GF600 blows out thru the top. fan kinda blows thru a light sheetmetal channel. The lopi does have a better setup for use w/ a fan. Jotul fan can run on manual or auto, wheras Lopi only runs on auto.


----------



## peedenmark7 (Nov 12, 2010)

thanks for the info PE. it is much appreciated ! 

after looking at the firelight I kind of figured it was a blow through the top only. my unit is not l;ike the newer ones with the sheetmetal channel up the back, mine has the 6 metal tubes.
 the jotuls are well made stoves and I am into it VERY right, even with the fuel cost driving cross country for it.
the decision will now be to add the blower or look to trade it for a lopi.

we love our berkshire, its truly a wonderful stove with all the bells and whistles. I like that the lopi still radiates heat from the top some , even while the blower is pushing heat out of the front....seems jotul could learn something from the folks at travis.
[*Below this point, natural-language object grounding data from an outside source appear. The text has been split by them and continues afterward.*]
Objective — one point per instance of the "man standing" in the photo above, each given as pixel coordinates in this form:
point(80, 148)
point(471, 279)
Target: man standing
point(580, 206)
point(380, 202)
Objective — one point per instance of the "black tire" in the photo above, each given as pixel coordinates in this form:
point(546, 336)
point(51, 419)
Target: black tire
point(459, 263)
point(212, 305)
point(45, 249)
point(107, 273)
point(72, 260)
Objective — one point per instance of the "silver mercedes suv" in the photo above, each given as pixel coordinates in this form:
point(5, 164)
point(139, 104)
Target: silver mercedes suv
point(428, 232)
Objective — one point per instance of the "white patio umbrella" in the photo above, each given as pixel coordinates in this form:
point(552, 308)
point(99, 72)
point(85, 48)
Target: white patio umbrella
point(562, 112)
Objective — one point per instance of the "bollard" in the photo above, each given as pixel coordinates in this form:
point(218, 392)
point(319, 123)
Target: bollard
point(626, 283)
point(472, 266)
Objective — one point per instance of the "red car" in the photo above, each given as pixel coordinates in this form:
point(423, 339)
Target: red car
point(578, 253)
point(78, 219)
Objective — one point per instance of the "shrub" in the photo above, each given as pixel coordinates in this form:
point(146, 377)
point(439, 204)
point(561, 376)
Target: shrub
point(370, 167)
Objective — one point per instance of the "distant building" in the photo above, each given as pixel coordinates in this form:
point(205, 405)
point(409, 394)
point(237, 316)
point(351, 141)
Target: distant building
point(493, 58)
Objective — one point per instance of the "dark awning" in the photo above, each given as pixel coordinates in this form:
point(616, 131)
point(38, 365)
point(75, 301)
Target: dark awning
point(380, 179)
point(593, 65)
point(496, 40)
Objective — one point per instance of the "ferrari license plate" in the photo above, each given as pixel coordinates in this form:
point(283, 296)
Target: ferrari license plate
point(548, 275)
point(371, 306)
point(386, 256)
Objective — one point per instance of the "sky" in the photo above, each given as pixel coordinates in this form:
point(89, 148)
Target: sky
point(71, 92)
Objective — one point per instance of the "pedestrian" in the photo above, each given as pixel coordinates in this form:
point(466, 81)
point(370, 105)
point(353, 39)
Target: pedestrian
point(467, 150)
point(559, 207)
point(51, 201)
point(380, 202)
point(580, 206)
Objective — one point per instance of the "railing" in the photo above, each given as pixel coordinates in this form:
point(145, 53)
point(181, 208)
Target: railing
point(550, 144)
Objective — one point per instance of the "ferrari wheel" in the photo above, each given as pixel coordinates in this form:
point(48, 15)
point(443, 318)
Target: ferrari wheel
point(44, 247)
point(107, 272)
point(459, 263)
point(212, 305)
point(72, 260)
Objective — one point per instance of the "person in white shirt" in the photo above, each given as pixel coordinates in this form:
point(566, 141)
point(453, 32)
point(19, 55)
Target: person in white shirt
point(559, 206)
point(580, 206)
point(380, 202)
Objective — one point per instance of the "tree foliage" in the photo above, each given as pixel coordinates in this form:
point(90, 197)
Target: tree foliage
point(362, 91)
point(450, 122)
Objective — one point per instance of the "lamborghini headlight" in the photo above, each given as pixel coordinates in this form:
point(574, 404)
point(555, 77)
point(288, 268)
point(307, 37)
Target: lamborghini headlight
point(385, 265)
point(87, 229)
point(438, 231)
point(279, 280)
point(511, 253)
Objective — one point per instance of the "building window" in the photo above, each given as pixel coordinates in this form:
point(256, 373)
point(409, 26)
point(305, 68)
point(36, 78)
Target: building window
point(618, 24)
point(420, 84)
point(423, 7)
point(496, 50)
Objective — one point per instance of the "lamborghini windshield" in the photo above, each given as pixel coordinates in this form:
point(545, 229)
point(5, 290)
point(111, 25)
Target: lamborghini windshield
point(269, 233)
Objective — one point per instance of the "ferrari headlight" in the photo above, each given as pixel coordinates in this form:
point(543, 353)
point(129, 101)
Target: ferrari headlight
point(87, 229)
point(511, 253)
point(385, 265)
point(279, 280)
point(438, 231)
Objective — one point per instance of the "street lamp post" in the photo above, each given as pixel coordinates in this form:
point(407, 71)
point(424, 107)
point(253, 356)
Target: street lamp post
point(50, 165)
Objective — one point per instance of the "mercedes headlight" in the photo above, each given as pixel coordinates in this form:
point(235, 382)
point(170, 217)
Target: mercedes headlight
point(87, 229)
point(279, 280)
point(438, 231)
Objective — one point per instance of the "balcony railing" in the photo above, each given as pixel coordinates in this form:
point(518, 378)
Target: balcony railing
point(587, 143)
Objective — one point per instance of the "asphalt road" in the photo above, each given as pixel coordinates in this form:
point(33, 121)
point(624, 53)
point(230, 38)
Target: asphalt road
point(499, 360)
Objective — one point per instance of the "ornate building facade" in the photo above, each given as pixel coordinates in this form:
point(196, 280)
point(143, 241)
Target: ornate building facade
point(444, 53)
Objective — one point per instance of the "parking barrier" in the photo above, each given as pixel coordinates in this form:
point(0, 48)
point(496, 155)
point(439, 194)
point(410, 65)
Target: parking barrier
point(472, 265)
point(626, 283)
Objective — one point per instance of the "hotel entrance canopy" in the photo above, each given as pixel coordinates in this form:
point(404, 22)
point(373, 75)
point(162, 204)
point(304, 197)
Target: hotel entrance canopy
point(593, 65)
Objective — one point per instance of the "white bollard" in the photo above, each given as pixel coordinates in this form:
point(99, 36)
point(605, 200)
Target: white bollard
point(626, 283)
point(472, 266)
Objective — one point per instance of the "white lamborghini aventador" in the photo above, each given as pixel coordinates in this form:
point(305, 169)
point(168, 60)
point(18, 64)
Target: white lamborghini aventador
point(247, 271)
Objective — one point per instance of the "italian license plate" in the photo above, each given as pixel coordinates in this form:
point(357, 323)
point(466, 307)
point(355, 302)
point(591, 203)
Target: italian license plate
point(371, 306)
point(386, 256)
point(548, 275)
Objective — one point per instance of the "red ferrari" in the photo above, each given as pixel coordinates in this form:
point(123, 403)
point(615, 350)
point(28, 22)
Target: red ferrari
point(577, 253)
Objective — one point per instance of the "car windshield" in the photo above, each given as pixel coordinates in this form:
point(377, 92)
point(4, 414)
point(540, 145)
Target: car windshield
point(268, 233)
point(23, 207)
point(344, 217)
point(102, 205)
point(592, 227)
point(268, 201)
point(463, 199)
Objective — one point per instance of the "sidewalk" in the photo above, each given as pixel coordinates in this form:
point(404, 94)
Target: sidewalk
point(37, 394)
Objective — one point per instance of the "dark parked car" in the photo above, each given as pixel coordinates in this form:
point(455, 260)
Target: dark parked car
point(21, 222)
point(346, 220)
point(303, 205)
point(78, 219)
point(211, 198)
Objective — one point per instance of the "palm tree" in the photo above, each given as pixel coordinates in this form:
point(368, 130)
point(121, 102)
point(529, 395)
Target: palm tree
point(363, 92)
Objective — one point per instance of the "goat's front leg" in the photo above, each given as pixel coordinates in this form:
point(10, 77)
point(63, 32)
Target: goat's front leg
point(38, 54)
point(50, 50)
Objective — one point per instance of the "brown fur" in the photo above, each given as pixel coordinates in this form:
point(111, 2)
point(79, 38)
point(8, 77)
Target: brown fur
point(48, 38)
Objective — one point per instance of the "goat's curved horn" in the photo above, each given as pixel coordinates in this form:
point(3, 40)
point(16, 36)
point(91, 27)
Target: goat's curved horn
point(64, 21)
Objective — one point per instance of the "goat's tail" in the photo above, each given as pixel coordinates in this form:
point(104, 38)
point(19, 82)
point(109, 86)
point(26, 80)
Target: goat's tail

we wanted to add another stove with higher btu's for the other side of the house to supplement the berki while we are away ,thus not heating with wood. 
 at roughly 40,000 btus, the firelight was the only logical choice if a berki was not available.


----------



## peedenmark7 (Nov 23, 2010)

had kind of a scare last week in that a dealer in the northern part of our state told me that the original firelight DV does not have the ability to have a fan installed. 
well,this turned out to be a only correct in part, as my local dealer put a little more time into his research and found tha tI can.

for anyone considering an older , rather the original jotul firelight DV , there are 2 serial number prefixes, L & M which are key if you want to add a fan.

the L series can NOT have a fan installed.
the M series can.

I lucked out for once in that I have the later production of that unit.  though I'll be quick to add that  my butt will hurt a bit after I buy it .[pricey unit]


----------



## Terra Gherkin (Jan 18, 2011)

I just bought a used (1998) model firelight DV. The serial # begins with "L" and it does have a blower installed. The confusion is no surprise to me however. Neither Jotul nor the distributors have been of much assistance with my questions on this older model. Hoping to get better advice on the web somewhere. You don't by any chance have your Firelight vented horizontally off the back of the stove (rather than vertically) ...??


----------



## peedenmark7 (Jan 19, 2011)

sounds like yours is the same year as mine. I have not installed the stove as of yet, but it will be vented straight up.  If memory serves me on the firelight , it has to have a 53" ? vertical rise before you can vent it horizontally.
I'd be curious as to the  part number stamped or marked on your blower and if I could get a few pictures of how the fan ,switch or controls are mounted , I'd be much obliged ! 


I spoke with 3 dealers before I found one that was willing to take the time to fully research my stove and give me a definitive answer as to the ability to add the fan... the fan kit isnt cheap at $395 !
but its a must in the north woods.


----------